Crossing the Snake River, we enter Idaho and stop at the tourist welcome center. A monument reminds me I'm driving the "Blue Star Memorial Highway: Dedicated to the Armed Forces who have defended America." In the men's room, a religious flier, propped on the sink as if waiting for me, asks the important question: "Where will you spend eternity?"
The road, cleaned by the local Mennonite Youth Group, is really clean, and we get to Boise before we know it. As I hoped to throughout this road trip, my host for the evening's event (tonight it's Megan from Idaho Public Television) picks me up at the hotel for a little personal tour of the town.
Boise is famously livable and, as a friend of Megan noted after settling here, "freakishly friendly." Locals say "boy-see," giving the town a touch of French and recalling the origin of the name, when French pioneers marveled at les bois -- the woods. (You wouldn't be particularly impressed by the trees today...but they were likely hallucinating on rotten meat.)
You can't help but think Boise is a great place to raise a family. There are so many active things to do here, from skiing to river rafting. The city has a strong Mormon influence. In fact, locals nickname the place "Salt Lake City North." A new law prohibits taking alcohol on the river, so anyone envisioning a floating raft party needs to sneak their booze in 7-Up bottles.
My afternoon in Boise was a delight. We didn't know whether the people lounging on the stately steps under the capitol building dome were occupiers or just soaking up some rays. I enjoyed a peek at the Boise State stadium, with its famous blue turf. Idyllic as a Seurat painting, Boise's parks were filled with scenes of children hula-hooping and families tossing around the football. While the edge of town -- like any town these days -- has fallen victim to "the saming of America," old Boise comes with a parade of classic old weather-beaten signs advertising funky diners, hamburger joints, and motels bragging that rooms come with TVs. Low-key street corners with dueling cafés had front porches filled with Idahoans enjoying a warm afternoon -- with a low-in-the-sky sun that seemed to promise spring was on its way. Here on the western edge of the time zone, there's later light, which is much savored.
Then it was time to work. After hosting a pledge event on Idaho Public Television, I was taken to the iconic Egyptian Theater, where 700 people gathered. The station charged more than I thought was wise for admission ($30 to $50 each), but they called it right -- they filled the place with supporters who understand the value of public television.
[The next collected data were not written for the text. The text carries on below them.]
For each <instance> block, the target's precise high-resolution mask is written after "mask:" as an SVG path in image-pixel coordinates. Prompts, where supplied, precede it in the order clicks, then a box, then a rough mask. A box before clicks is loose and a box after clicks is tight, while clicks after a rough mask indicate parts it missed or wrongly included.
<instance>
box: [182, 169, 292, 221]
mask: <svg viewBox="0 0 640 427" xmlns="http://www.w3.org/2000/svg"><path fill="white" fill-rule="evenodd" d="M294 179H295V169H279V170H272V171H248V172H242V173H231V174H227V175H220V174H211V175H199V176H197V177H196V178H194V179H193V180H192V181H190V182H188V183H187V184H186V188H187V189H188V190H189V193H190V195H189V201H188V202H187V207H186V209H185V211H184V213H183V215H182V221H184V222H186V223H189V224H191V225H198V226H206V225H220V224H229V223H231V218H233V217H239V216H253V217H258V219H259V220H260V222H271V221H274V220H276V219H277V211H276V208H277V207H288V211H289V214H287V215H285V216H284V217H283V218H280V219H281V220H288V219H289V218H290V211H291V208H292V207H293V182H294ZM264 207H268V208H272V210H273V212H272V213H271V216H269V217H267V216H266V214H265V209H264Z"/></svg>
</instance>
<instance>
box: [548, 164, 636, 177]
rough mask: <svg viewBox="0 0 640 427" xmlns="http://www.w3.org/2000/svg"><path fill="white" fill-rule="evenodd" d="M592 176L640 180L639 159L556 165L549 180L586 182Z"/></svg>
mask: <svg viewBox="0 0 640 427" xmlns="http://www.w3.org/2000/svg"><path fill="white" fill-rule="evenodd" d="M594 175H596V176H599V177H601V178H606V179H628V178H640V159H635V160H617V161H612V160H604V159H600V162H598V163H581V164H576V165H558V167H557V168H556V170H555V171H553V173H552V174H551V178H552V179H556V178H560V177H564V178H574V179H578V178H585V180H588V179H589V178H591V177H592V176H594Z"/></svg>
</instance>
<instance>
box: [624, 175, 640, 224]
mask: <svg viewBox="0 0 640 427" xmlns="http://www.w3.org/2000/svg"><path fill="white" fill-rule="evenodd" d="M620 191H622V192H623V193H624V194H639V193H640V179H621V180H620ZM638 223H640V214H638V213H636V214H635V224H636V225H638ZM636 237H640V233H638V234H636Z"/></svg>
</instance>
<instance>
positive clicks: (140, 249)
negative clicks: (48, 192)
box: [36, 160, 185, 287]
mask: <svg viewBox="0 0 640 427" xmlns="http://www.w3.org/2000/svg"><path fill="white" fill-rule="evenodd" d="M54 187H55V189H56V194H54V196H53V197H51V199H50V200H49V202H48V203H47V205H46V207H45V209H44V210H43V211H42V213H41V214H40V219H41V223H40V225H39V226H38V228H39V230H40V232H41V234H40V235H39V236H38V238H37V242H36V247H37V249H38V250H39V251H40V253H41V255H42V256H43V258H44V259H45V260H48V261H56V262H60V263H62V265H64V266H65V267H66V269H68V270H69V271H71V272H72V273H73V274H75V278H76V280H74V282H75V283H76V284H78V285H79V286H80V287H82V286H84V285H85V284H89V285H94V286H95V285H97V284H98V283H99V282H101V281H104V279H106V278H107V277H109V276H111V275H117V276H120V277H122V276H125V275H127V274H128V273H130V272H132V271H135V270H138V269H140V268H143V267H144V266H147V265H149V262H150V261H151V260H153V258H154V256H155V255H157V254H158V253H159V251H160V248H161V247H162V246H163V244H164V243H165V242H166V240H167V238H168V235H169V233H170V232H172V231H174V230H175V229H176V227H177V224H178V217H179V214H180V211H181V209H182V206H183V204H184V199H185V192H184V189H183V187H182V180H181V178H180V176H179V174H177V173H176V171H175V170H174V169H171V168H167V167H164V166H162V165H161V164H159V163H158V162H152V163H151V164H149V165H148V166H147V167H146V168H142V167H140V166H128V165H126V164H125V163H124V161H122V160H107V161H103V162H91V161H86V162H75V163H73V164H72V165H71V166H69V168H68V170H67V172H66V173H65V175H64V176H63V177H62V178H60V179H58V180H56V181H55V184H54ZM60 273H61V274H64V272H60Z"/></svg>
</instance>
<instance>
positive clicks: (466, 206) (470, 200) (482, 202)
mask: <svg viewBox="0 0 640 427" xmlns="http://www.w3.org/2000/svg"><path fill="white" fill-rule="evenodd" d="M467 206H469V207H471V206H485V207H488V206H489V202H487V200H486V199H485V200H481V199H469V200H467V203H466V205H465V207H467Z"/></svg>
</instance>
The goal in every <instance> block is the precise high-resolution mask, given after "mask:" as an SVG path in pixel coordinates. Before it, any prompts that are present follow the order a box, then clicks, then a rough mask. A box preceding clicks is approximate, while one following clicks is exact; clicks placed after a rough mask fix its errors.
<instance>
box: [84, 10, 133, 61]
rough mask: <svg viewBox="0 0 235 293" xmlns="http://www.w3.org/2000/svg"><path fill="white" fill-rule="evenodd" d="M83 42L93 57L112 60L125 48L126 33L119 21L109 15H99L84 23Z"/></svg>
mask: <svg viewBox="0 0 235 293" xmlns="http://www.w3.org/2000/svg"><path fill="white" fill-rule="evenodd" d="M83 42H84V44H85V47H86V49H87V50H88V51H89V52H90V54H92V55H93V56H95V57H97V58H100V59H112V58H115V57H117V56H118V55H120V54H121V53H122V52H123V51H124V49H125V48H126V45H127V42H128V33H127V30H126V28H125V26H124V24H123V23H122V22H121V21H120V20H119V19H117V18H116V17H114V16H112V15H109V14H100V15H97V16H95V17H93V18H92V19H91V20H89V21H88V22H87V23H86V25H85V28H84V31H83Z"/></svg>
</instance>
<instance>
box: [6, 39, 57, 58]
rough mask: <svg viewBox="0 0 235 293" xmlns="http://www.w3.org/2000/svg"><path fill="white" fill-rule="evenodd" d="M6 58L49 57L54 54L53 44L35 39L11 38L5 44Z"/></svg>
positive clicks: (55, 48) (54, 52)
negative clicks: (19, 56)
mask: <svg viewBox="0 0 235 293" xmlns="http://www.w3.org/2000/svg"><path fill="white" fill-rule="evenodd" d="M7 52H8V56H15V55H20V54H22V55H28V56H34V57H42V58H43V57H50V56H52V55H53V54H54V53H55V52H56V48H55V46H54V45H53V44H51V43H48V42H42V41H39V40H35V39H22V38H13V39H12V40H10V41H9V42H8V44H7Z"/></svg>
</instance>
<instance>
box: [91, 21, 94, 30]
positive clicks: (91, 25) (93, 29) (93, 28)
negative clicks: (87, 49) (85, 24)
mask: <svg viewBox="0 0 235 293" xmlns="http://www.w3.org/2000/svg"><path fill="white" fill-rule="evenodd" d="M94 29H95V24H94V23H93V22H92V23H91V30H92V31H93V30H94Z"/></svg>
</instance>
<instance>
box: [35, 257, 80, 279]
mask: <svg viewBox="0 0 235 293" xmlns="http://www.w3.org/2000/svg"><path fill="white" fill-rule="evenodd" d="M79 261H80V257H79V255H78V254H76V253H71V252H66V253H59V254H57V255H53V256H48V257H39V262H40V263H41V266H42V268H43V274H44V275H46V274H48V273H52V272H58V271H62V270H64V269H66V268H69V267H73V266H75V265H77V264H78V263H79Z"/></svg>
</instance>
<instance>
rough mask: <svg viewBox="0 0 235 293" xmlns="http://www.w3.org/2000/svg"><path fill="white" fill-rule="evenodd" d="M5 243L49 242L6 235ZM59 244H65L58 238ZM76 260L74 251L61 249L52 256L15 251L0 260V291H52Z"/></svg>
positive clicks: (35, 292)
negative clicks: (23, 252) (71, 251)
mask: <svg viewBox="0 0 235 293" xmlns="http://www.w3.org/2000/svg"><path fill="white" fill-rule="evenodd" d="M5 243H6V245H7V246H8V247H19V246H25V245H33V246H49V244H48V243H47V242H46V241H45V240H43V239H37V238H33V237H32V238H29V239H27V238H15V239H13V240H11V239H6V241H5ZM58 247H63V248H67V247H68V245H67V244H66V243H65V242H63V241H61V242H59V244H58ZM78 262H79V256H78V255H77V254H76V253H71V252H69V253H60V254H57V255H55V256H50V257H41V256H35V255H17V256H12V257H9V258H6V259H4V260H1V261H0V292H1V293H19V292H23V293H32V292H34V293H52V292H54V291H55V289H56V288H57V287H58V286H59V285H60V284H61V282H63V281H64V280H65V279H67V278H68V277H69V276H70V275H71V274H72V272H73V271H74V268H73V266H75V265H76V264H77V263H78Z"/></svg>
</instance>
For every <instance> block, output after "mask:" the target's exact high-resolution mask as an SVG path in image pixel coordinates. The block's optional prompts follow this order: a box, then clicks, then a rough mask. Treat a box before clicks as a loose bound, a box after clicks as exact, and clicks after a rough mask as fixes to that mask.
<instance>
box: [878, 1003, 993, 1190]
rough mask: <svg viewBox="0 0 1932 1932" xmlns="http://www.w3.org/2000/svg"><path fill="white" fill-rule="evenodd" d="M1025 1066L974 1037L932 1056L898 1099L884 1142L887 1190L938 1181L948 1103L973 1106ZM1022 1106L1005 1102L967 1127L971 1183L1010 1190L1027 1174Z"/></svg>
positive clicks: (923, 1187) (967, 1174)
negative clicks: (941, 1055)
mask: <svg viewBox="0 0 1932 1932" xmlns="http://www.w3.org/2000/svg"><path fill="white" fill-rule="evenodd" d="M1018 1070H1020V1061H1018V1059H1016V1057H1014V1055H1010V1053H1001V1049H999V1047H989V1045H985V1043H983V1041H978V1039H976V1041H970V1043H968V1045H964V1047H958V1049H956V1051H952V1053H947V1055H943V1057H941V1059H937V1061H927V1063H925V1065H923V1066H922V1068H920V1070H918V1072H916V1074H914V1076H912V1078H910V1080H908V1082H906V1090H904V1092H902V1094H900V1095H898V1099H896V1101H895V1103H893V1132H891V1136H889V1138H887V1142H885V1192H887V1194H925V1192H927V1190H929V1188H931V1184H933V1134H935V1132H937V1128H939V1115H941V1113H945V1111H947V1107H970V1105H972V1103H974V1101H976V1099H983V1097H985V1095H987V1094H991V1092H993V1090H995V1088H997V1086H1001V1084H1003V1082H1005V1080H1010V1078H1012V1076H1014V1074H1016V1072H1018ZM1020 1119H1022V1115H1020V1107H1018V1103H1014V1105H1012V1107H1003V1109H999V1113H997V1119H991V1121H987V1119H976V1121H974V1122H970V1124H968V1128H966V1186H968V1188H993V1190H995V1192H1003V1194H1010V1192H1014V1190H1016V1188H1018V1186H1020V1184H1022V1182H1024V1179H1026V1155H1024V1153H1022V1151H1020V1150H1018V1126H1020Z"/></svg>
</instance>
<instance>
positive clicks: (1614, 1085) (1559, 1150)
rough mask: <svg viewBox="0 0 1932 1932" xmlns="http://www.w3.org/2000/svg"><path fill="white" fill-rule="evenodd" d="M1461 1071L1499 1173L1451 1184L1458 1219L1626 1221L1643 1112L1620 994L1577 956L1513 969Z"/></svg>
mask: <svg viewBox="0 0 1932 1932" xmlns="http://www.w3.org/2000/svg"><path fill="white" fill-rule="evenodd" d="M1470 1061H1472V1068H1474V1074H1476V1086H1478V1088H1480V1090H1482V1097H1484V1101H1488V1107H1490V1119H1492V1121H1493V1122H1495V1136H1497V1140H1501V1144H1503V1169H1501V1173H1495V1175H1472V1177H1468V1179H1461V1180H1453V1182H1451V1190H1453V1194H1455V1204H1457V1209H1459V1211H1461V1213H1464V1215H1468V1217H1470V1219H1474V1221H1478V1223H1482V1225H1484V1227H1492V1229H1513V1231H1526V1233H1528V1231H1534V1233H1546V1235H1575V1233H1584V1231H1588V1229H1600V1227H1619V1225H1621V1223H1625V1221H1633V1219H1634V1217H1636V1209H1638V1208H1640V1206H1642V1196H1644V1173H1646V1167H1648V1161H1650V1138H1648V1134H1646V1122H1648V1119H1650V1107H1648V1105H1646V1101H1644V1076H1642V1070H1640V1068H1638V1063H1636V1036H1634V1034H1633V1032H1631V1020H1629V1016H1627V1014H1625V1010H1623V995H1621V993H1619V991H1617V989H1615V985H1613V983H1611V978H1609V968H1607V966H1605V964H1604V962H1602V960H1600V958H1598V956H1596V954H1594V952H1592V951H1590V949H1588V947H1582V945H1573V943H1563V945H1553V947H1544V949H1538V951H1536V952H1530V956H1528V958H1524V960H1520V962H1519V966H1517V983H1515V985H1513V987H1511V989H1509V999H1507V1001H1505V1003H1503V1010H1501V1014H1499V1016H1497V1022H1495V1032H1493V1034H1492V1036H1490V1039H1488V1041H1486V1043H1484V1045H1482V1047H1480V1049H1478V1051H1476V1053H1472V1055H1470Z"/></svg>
Tonight's talk was the straight "Travel as a Political Act" talk, which I'm excited to bring into our country's heartland. Standing on a venerable stage in a theater filled with leading citizens of a town like Boise and talking about empire (96% of humanity looks at America and sees one), terrorism (overrated), military spending (we, 4% of the planet, spend as much on our military as everyone else in the world combined), and so on, is exhilarating. From the stage I watch, measure, and feel the response. With stern, questioning faces looking at me as I weave my case, it's a fascinating and thrilling challenge. As long as I acknowledge that Europeans are thankful for the valor and heroism of America when we freed them from the Nazi terror and stood up to and ultimately defeated the USSR, and I assert that I'd never want to run my business in Europe and that I'm thankful to be an entrepreneur in the USA, people seem happy to hear the European perspective I share. When approached reasonably and respectfully, people's long-held perceptions are open to the crowbar of travel experience. I pulled out all the stops -- talking for about two hours. Then, after a 15-minute break (to let Barnes & Noble sell a few books), I welcomed people to sit back down for an extended Q&A session and enjoyed half an hour of back-and-forth. I went home thinking, "Wow...these people are freakishly friendly."